1. 30
  1.  

  2. 4

    I’m pondering the exact formulation of the rules given here. In E and its relatives, I/O is never allowed to block, and so “sync” and “async” are misleading descriptors of behavior. In particular, there’s no block_on() semantics, which happens to correspond nicely to the observation in the article that its behavior is neither quite “sync” nor “async”.

    In E, functions are special cases of objects. Objects need not be present in the same heap at the same time, but can be eventual promises for objects which are not yet constructed. Promises are merely transparent forwarders with a basic state machine to manage their referents. We have two ways of invoking objects: Either we can “call” them by delivering a message to them immediately and blocking until answered, or “send” to them by enqueuing a message and building a promise for the answer. If we translate the given rules into forms more amenable to E, we get that:

    1. Every object is on a computer at some time.
    2. The ways of invoking an object depend on where the object is located relative to the invoker.
    3. Sends work for all objects, but calls only work for objects on the same computer at the same time.
    4. Sends are more painful than calls.
    5. Some core I/O functionality returns promises even when called.

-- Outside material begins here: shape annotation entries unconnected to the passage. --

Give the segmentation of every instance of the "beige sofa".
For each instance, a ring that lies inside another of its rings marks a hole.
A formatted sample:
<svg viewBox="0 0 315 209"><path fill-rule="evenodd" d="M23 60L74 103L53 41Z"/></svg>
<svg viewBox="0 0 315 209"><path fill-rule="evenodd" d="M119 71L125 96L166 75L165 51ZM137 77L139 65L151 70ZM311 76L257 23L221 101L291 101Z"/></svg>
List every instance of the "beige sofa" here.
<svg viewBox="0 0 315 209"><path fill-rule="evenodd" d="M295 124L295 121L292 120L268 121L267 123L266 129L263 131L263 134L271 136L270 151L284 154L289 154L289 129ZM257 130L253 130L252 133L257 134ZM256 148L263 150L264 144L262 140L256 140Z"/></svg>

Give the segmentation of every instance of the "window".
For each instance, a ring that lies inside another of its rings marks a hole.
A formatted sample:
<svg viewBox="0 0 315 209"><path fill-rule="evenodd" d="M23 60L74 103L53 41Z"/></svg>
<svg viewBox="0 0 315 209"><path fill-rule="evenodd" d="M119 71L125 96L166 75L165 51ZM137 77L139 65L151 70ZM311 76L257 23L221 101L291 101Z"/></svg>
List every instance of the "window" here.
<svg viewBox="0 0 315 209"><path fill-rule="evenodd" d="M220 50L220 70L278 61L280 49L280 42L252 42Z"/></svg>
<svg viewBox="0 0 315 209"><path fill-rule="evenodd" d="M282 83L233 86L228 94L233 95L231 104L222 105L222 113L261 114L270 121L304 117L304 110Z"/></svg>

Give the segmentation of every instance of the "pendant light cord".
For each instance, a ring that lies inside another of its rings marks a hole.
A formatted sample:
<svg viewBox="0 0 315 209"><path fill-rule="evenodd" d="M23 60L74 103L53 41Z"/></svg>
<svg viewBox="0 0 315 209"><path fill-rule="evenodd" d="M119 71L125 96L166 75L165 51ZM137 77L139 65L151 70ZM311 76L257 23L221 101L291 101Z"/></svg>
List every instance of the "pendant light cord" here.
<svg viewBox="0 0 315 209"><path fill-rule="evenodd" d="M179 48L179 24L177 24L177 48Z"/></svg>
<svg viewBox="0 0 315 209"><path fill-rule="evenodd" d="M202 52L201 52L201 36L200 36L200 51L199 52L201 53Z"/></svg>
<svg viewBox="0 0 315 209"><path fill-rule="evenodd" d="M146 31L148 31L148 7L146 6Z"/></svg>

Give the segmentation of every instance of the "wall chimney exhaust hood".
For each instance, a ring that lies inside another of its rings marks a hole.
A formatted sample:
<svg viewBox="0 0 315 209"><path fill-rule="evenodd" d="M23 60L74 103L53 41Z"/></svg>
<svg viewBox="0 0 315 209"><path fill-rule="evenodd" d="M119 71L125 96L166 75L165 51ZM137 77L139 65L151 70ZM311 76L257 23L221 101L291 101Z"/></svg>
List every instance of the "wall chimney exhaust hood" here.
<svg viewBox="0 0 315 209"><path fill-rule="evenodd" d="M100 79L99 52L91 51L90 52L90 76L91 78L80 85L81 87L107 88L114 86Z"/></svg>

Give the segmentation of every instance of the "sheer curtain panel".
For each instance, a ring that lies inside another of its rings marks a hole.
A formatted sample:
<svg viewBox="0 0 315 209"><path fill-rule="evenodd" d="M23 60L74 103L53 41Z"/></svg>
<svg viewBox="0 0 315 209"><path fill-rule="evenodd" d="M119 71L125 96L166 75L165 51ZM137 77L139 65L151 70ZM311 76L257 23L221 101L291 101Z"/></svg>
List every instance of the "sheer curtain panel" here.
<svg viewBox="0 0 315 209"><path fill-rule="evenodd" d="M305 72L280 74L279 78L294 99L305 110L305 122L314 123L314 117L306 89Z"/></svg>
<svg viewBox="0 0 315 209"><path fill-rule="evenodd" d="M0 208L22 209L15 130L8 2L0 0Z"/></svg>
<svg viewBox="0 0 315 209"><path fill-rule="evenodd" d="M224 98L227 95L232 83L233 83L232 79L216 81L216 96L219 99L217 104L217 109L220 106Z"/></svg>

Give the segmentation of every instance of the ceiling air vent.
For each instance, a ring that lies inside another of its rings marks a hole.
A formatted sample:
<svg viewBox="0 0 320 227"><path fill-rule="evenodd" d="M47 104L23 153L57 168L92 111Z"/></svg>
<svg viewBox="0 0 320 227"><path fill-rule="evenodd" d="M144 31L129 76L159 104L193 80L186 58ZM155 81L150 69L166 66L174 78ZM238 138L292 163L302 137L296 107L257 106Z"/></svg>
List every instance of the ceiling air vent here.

    (4) is falsifiable by syntactic example: An E call looks like function.method(value) and an E send looks like function<-method(value). This is our escape from the otherwise-solid reasoning that the article contains: E doesn’t suspend its I/O monad above its synchronous core behaviors, but requires sends in order to even talk about I/O.

    At the same time, though, we do have a taxonomy of object references, so that instead of saying “blue” or “red”, or “sync” or “async”, we say “near” or “far”: Either objects are here and now, or they’re elsewhere or elsewhen.

    1. 4

      Reading this and some other article before, I’m starting to think, that what itched me badly when I tried to learn some Rust, i.e. the fact that I had trouble hiding some complexity behind APIs, might be a conscious and intended decision by Rust authors/philosophy. Where in Go the ideal as I see it is to focus on a slim and clear API, possibly sacrificing performance a bit if the impact is relatively negligible (case in point: the garbage collector) - Rust would appear to me to go fully meat & bones gore way, much too often for my taste; but I’m starting to realize, this may be exactly the consequence of prioritizing performance and full control as the absolute king - maybe only considered kept in check by security (but that would also explain the nervous tension in the community around the use of “unsafe”). As such, I’m struck with a thought that in Rust, I should probably embrace the gnarliness, and not worry too much about simplicity; I mean it would be still nice to have, and if successfully achieved is probably a demonstration of the ultimate zen-grade mastery of the language, but in day-to-day coding I should probably treat it as a cute accident: give it a short, surprised smile if it shows up, but don’t let its charm succumb me away from the oil and grease of the plumbing, finding another kind of pleasure in the intellectual appreciation that It Will Work Safely And Fast (obviously modulo my ability to chose good algorithms etc.).

      1. 5

        Yes, indeed. In why not Rust there’s a nice example: in a GC language you would have

        struct Foo { bar: Bar }
        

        and the language would insert all the magic needed to make it happen. But it can be done in multiple ways, with different implications for performance, thread safety, and memory management, so Rust makes you chose:

        struct Foo { bar: Bar }
        struct Foo { bar: &Bar }
        struct Foo { bar: &mut Bar }
        struct Foo { bar: Box<Bar> }
        struct Foo { bar: Rc<Bar> }
        struct Foo { bar: Arc<Bar> }
        
      2. 1

        This one doesn’t correspond to a rule from the original article because JavaScript doesn’t support blocking sync functions.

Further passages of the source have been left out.